Kleine samenvatting grondslagen van het recht
Week 1
De rechtspositivisten vinden dat er sprake is van recht wanneer regels op de wettelijk
voorgeschreven wijze tot stand zijn gekomen en met dreiging van dwanguitoefening worden
gehandhaafd. Zij vinden dat onrechtvaardig recht nog steeds recht is als het volgens de
formele procedure tot stand is gekomen. Sommige zijn echter van mening dat dit recht niet
nageleefd hoeft te worden wanneer het onrechtvaardig is. Een voordeel is de sterke
rechtszekerheid.
De natuurrechtsaanhangers vinden dat recht ook materiële inhoud heeft.

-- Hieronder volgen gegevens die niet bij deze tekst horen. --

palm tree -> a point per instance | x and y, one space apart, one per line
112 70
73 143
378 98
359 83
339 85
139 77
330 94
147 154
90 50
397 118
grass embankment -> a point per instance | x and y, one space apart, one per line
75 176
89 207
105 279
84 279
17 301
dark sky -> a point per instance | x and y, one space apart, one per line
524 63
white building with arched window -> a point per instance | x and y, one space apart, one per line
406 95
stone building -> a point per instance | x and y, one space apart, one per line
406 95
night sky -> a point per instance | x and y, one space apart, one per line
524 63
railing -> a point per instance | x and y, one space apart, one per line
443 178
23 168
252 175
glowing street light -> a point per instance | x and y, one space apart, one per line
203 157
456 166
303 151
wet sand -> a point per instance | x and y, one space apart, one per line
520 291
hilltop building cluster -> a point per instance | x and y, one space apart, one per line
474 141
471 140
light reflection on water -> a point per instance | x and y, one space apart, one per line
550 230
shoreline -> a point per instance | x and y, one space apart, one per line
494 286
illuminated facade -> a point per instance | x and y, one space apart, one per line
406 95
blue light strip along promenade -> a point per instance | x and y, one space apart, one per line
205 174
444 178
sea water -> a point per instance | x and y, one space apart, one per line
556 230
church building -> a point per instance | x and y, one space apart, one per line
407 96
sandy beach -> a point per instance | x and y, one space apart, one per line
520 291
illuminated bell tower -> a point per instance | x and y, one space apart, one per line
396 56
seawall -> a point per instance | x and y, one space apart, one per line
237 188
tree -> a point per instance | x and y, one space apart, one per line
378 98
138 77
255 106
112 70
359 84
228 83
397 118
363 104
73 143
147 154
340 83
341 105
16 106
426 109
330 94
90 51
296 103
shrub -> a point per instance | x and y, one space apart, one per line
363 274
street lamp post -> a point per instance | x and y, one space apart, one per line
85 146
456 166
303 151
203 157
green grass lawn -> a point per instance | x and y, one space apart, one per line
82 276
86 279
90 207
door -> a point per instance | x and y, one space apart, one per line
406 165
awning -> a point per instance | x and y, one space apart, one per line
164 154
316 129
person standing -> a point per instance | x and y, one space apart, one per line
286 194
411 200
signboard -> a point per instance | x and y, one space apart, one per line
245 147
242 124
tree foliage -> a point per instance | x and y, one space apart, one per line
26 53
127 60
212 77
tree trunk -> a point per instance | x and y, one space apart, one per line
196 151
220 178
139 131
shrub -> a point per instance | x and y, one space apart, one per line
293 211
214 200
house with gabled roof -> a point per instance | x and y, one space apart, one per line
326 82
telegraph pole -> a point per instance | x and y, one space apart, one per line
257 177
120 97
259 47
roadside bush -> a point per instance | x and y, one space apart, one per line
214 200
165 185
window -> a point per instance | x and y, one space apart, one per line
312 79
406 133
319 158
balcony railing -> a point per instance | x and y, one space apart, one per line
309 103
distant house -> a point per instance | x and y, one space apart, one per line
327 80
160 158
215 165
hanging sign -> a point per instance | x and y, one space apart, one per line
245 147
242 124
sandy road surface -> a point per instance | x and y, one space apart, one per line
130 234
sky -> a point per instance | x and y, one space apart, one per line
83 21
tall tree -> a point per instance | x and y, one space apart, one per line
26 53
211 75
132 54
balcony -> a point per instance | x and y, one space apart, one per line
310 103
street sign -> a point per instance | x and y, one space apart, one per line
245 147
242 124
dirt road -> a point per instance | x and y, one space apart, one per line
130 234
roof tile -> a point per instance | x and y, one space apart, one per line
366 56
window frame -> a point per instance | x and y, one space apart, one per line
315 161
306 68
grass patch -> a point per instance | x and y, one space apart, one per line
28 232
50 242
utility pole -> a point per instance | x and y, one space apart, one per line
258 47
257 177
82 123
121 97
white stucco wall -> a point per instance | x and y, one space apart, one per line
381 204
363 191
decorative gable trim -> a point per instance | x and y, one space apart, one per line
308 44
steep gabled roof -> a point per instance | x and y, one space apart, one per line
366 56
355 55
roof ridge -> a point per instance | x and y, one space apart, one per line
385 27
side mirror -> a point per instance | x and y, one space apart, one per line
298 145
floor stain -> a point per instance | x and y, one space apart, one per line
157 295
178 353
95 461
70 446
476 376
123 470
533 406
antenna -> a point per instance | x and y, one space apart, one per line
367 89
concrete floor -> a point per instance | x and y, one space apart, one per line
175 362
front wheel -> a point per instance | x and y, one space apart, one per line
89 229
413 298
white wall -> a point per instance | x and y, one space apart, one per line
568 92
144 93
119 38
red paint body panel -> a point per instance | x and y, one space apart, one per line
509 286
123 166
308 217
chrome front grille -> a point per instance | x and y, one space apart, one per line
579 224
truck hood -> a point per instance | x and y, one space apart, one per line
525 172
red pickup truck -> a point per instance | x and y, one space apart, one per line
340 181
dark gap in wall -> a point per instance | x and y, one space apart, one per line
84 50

Een regel dient
ook rechtvaardig te zijn. Het natuurrecht ziet de natuur als een teleologische orde, een orde
waarin bepaalde waarden of ideeën immanent (blijvend) zouden zijn. Het voordeel is dat er
rechtvaardigheid een grote rol speelt. Een nadeel is dat er geen sprake is van een objectieve
moraal, iedereen kan hier anders over denken.
Kenmerken:
- Status: de absolute gelding (naar tijd en plaats)

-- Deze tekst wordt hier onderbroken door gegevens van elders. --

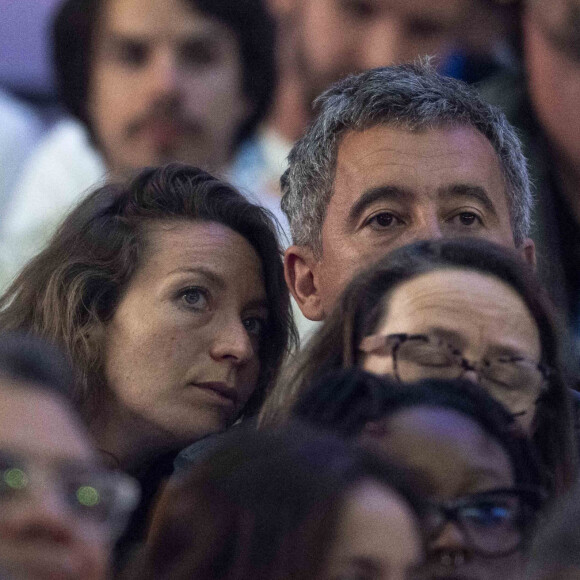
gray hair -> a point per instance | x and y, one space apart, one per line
410 96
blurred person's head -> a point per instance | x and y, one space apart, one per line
486 486
395 155
167 293
165 80
286 504
448 309
555 550
60 510
552 57
371 33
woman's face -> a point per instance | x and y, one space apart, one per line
182 349
457 458
377 537
479 320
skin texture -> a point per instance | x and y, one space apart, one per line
39 537
201 289
428 179
166 84
476 313
457 457
377 537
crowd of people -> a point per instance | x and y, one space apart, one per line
290 290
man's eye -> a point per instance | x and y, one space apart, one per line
196 53
467 218
384 219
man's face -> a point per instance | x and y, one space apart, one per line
339 37
393 187
165 85
552 55
40 537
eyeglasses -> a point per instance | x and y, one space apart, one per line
89 493
493 523
513 380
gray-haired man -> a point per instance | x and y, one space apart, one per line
398 154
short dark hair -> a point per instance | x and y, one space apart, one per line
73 36
263 505
75 284
364 303
346 400
28 359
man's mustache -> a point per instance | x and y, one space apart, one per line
175 117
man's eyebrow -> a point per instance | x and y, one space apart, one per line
475 192
381 193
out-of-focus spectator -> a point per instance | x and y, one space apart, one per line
21 128
555 549
147 83
395 155
445 309
321 41
544 106
486 488
60 509
167 293
289 504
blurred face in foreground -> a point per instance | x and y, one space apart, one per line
377 537
458 459
461 323
44 530
552 57
393 187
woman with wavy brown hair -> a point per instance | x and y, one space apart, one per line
450 309
167 294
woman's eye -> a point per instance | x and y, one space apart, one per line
383 220
254 326
195 298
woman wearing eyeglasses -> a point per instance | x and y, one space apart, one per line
167 294
486 484
61 509
450 309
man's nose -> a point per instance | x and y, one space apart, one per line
164 72
449 547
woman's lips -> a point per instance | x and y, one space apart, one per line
222 390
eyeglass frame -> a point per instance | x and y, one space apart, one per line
127 489
535 497
374 342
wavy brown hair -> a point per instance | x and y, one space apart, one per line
74 285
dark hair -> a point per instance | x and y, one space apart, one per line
73 287
28 359
345 401
74 31
264 506
364 304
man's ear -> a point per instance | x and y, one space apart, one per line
528 252
301 278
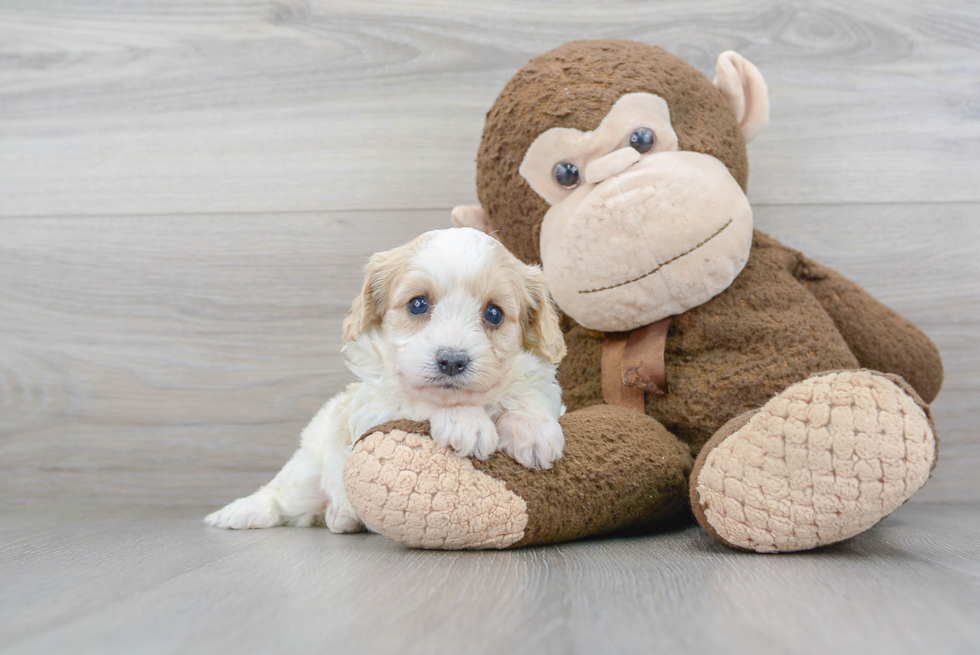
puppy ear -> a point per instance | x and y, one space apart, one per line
366 308
380 275
471 216
542 328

- De rechtsbron: de natuur
- Het kennisinstrument: de rede
- De functie: een kritische toets
- De inhoud: metafysische dan wel theologische ideeën over de werkelijkheid
Metafysische ideeën: beginselen waarvan men de inhoud kent los van onze ervaring van het
positieve recht
Onderscheid:
- Theologisch gefundeerd natuurrecht: God als schepper van het universum heeft
bepaalde wetmatigheden voorgeschreven voor de natuur en de mens.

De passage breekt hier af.